Third, in both cases the damage occurred when the harmful substance entered private property. In City of Salina, this occurred because of negligence; in the instant case, Sparta intentionally placed the substance on Bradens' land, whence it allegedly escaped to Rollers' farm.6
A chemistry professor, presented as a witness by CIE, told the trial court that all of the chemicals listed in Rollers' second amended petition 7 can be “toxic in given quantities.” However, the professor conceded that sewage sludge “is by federal definition not hazardous material.”

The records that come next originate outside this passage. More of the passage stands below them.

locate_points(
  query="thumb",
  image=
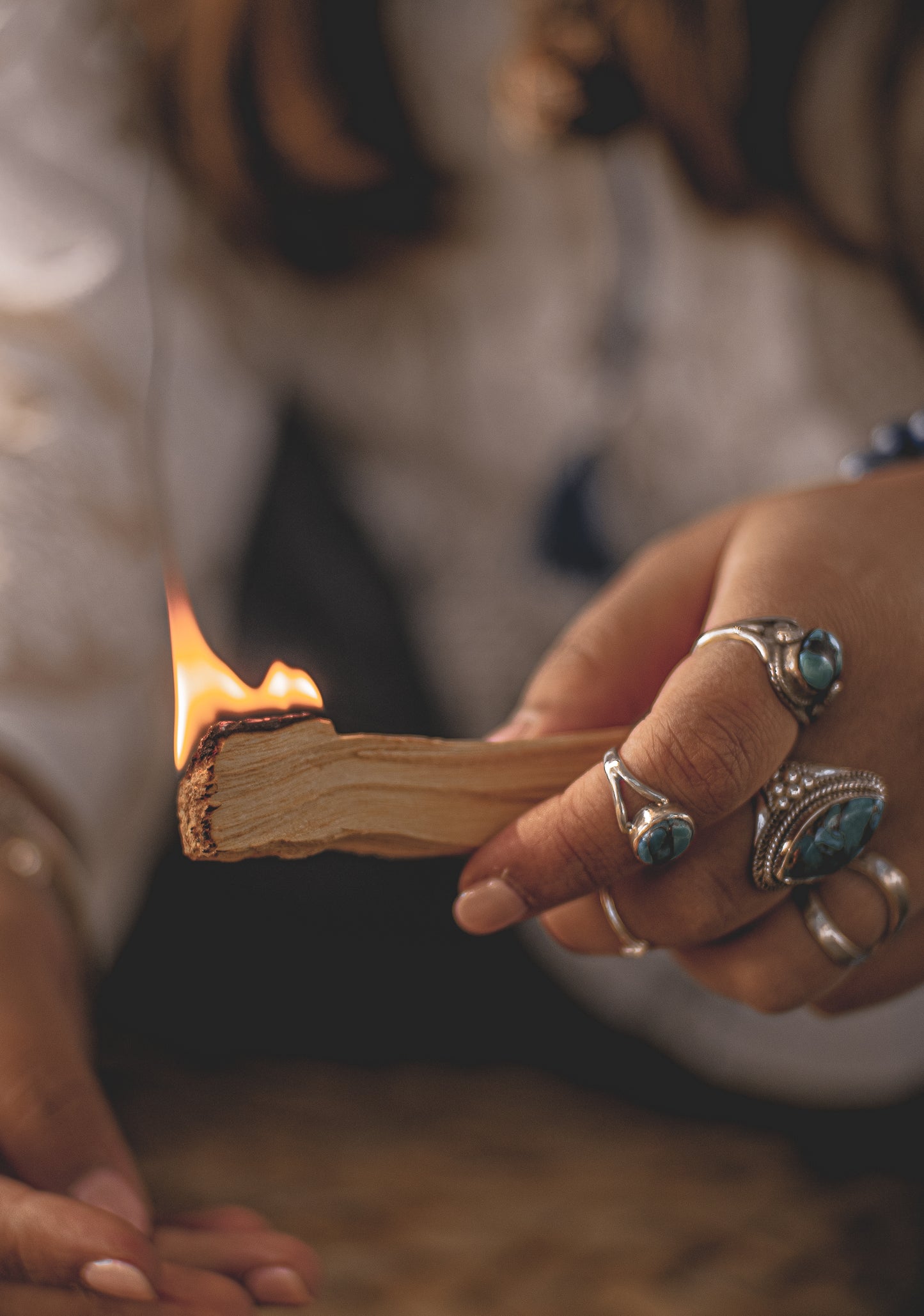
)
(57, 1131)
(609, 666)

This court, comparing the Absolute Pollution Exclusion to Rollers' second amended petition and the abbreviated evidence, makes the following observations.
The Absolute Pollution Exclusion bars coverage for claims arising out of the “pollution hazard” which, insofar as pertinent here, is defined, inter alia as: “ ․ actual exposure ․ to the ․ toxic ․ properties of any solid [or] liquid ․ toxic substances, including ․ waste materials ․ containing any of the foregoing.”
Rollers' second amended petition avers the sludge-waste material removed from wastewater by Sparta's wastewater treatment facility-contained substances toxic to humans and animals, which caused Rollers' damage.
The chemistry professor testified all nine chemicals listed in Rollers' second amended petition can be toxic in given quantities.
Inasmuch as (a) the Absolute Pollution Exclusion bars coverage for claims arising from actual exposure to the toxic properties of any solid or liquid toxic substances, including waste materials containing such substances, (b) Rollers pled the sludge contained substances toxic to humans and animals which caused Rollers' damage, and (c) the professor testified the chemicals listed in Rollers' second amended petition can be toxic in given quantities, it appears to this court that Rollers' claim against Sparta is excluded from coverage under Policy 3044 by the Absolute Pollution Exclusion.
Respondents 8 maintain the Absolute Pollution Exclusion does not bar coverage because the professor conceded the sludge is, “by federal definition,” not hazardous material.
That argument begs the question. The definition of “pollution hazard” in the Absolute Pollution Exclusion does not say a substance must be a hazardous material “by federal definition” in order to be a toxic substance. In that respect, the Absolute Pollution Exclusion is like the pollution exclusion in Kruger Commodities, Inc. v. United States Fidelity and Guaranty, 923 F.Supp. 1474 (M.D.Ala.1996), which defined pollutants as: “[A]ny solid, liquid [or] gaseous ․ irritant or contaminant, including ․ vapor ․ fumes, acids, alkalis, chemicals and waste.” Id. at 1477. Finding the exclusion barred coverage for damages resulting from offensive odors emanating from the insured's rendering plant, the court explained: “[T]here is no legal requirement that chemicals must be hazardous for the pollution exclusion to apply․ [T]here is no requirement that [the insured] be found in violation of an environmental law for the pollution exclusion to apply.” Id. at 1479  and .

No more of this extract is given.